Non-homeschooling parents, forced by lockdowns to facilitate the day-to-day educational activities of their children, began to realize the scale of effort and sacrifice involved in teaching children at home.

Those sacrifices are not made lightly by home-school families who value curricula and schedule flexibility, are dissatisfied with their local public and private school options, or find they can better address the needs of children with learning differences at home.

But some of the sacrifices are unnecessary and unfair, such as the state’s decades-long refusal to allow home-schooled children to participate in school sports and other extracurricular activities through the public school system.

That prohibition is as close to ending as it has ever been.

On Thursday, the Texas House approved House Bill 547, better known as the “Tim Tebow” bill, after the college football legend who was the first Heisman Trophy winner to have been homeschooled as a child.
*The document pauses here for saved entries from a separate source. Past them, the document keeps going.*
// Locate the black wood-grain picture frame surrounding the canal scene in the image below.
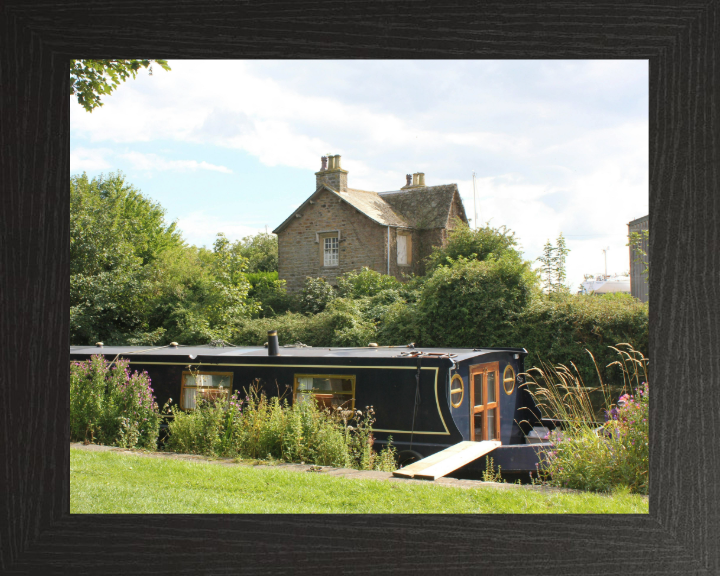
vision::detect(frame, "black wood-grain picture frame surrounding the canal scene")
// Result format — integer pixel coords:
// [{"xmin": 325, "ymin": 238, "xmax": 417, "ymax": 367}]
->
[{"xmin": 0, "ymin": 0, "xmax": 720, "ymax": 576}]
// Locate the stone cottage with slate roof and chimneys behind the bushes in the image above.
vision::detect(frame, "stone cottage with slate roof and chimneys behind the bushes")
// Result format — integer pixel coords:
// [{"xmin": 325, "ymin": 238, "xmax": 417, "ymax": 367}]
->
[{"xmin": 273, "ymin": 156, "xmax": 467, "ymax": 292}]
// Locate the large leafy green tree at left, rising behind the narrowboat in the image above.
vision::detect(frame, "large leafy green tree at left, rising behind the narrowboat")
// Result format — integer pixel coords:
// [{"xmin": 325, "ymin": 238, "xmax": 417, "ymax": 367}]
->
[{"xmin": 70, "ymin": 172, "xmax": 183, "ymax": 344}]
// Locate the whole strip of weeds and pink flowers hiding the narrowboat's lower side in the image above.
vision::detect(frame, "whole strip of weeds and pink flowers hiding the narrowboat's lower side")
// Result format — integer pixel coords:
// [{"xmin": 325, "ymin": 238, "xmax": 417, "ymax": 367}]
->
[{"xmin": 70, "ymin": 356, "xmax": 396, "ymax": 471}]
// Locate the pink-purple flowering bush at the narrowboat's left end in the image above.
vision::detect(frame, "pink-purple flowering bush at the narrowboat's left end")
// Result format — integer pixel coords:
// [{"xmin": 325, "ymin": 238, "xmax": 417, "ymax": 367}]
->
[{"xmin": 70, "ymin": 355, "xmax": 161, "ymax": 449}]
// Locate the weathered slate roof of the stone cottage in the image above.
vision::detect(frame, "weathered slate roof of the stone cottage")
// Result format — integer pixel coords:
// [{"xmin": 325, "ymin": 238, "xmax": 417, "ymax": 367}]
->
[{"xmin": 273, "ymin": 184, "xmax": 467, "ymax": 234}]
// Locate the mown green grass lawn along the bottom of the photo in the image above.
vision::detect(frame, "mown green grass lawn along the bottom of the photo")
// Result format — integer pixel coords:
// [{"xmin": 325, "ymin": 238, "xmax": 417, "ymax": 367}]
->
[{"xmin": 70, "ymin": 448, "xmax": 648, "ymax": 514}]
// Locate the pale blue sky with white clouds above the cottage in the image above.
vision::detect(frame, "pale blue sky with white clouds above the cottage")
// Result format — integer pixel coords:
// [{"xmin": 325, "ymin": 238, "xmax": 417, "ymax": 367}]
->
[{"xmin": 70, "ymin": 60, "xmax": 649, "ymax": 292}]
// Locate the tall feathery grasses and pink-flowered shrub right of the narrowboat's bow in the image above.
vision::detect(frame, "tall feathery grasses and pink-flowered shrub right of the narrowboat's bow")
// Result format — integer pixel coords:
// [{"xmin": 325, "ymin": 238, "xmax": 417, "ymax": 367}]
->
[{"xmin": 529, "ymin": 345, "xmax": 649, "ymax": 494}]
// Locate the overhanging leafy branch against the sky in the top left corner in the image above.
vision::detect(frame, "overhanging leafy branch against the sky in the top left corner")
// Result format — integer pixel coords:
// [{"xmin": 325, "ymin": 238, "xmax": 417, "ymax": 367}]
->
[{"xmin": 70, "ymin": 60, "xmax": 170, "ymax": 112}]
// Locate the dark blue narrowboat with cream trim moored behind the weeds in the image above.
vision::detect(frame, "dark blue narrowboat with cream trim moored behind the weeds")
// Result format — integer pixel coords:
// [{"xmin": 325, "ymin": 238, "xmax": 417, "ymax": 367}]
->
[{"xmin": 70, "ymin": 333, "xmax": 551, "ymax": 475}]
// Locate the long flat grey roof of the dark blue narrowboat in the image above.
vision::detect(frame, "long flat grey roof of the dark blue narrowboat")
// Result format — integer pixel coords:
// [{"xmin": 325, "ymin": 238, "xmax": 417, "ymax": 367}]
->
[{"xmin": 70, "ymin": 345, "xmax": 527, "ymax": 362}]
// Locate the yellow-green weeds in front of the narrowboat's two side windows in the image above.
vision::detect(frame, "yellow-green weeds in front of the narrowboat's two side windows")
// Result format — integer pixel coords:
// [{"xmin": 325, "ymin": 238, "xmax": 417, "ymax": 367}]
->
[{"xmin": 166, "ymin": 386, "xmax": 395, "ymax": 470}]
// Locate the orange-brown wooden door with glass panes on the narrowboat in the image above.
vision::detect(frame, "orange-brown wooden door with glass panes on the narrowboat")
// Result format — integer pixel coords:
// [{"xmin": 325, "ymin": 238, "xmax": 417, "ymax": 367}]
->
[{"xmin": 470, "ymin": 362, "xmax": 500, "ymax": 442}]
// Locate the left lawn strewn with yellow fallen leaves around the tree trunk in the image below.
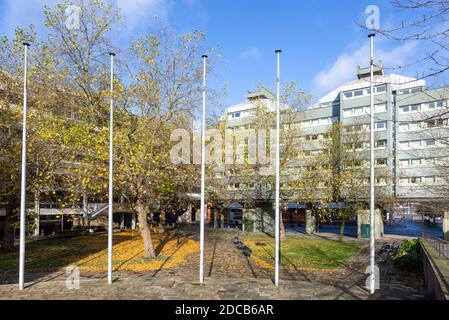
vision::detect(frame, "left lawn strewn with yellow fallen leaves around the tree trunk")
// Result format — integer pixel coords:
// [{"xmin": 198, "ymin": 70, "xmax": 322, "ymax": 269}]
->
[{"xmin": 0, "ymin": 232, "xmax": 199, "ymax": 273}]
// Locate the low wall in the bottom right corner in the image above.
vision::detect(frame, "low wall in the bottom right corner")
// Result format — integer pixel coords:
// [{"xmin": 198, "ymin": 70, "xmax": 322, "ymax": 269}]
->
[{"xmin": 420, "ymin": 239, "xmax": 449, "ymax": 300}]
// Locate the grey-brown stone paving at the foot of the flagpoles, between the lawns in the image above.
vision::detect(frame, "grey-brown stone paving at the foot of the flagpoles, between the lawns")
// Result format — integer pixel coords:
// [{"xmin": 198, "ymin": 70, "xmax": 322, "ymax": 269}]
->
[{"xmin": 0, "ymin": 228, "xmax": 424, "ymax": 300}]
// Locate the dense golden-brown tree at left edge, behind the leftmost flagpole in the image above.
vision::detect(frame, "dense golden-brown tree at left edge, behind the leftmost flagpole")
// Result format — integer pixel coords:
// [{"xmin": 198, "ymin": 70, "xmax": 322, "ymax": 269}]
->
[{"xmin": 0, "ymin": 28, "xmax": 75, "ymax": 249}]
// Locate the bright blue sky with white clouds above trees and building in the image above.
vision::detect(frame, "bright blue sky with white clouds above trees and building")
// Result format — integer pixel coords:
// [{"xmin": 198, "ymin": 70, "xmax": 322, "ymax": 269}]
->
[{"xmin": 0, "ymin": 0, "xmax": 438, "ymax": 106}]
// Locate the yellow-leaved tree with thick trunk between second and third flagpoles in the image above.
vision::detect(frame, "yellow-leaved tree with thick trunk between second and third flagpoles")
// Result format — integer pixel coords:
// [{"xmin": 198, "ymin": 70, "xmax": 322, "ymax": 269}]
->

It would allow home-schooled children access to UIL activities, from traditional sports to orchestra and chess. Individual school districts could opt out.

Still, it’s a start. And it only took a statewide lockdown to generate enough political will to make it happen.

Home-school advocacy groups are understandably elated. Similar bills in have in the past never made it out of legislative committees, so the odds of final passage are looking good.

The Texas Homeschool Coalition Association, which has been fighting for equal access for years, says the bill would expand options for homeschooling families. It argues that the kids deserve to round out their educational experiences, especially since their tax dollars already contribute to public schools without directly benefiting from them.

It’s tough to argue with that. (Especially in places like Fort Worth, where property taxes that support schools are high and always rising, even as the schools languish.)

And as the homeschool coalition correctly points out, 35 other states have similar laws.

Indeed, it’s a peculiarity that a state like Texas — which provides tremendous latitude to home-schoolers in choosing curricula, structuring school days and even meeting testing standards — has been so reluctant to open extra-curricular activities.

This academic freedom, it turns out, is the primary thrust of opposition to the bill.

Teacher and coach advocacy groups argue that “freedom” is a ruse for a lack of standards, from academic to attendance requirements, and that the bill would give home-schooled students an unfair advantage over their public school peers.

The bill “broadens the gap for circumventing UIL standards for eligibility” wrote the Texas High School Coaches Association. Its executive director Joe Martin, lamented that the bill would create a “separate class of athlete.”

It’s a hollow worry. The bill’s authors sought to address it by requiring home-schooled students who want to participate in league activities to “demonstrate grade-level academic proficiency” on a nationally recognized assessment instrument and provide regular written verification of academic achievement in other coursework.

There is even a provision that disqualifies home-schooled students who leave public school mid-year from continuing to participate in a league activity for the remainder of the year. That would prevent a failing athlete, for example, from switching to home-school so he or she could keep playing.

It seems silly to worry that upon the bill’s passage, an army of unschooled athletes would emerge from their homes and take over public school leagues. It’s far more likely that home-schooled students would participate in musical groups and academic clubs.

But the “separate class” critique’s most serious offense is that it fundamentally misunderstands, or intentionally misrepresents, the reasons that most families choose to home-school.

Despite stereotypes of home-schoolers as weird or lazy or seeking to undermine the system, most parents choose home-school for the same reasons others choose public or private schools: They want to ensure their child flourishes academically and spiritually. For some children and some families, school at home will always be the best choice.

It shouldn’t prevent them from playing soccer or participating in the robotics club or crashing the cymbals in the orchestra with their public school peers.

And it shouldn’t take another global crisis to get lawmakers to see that.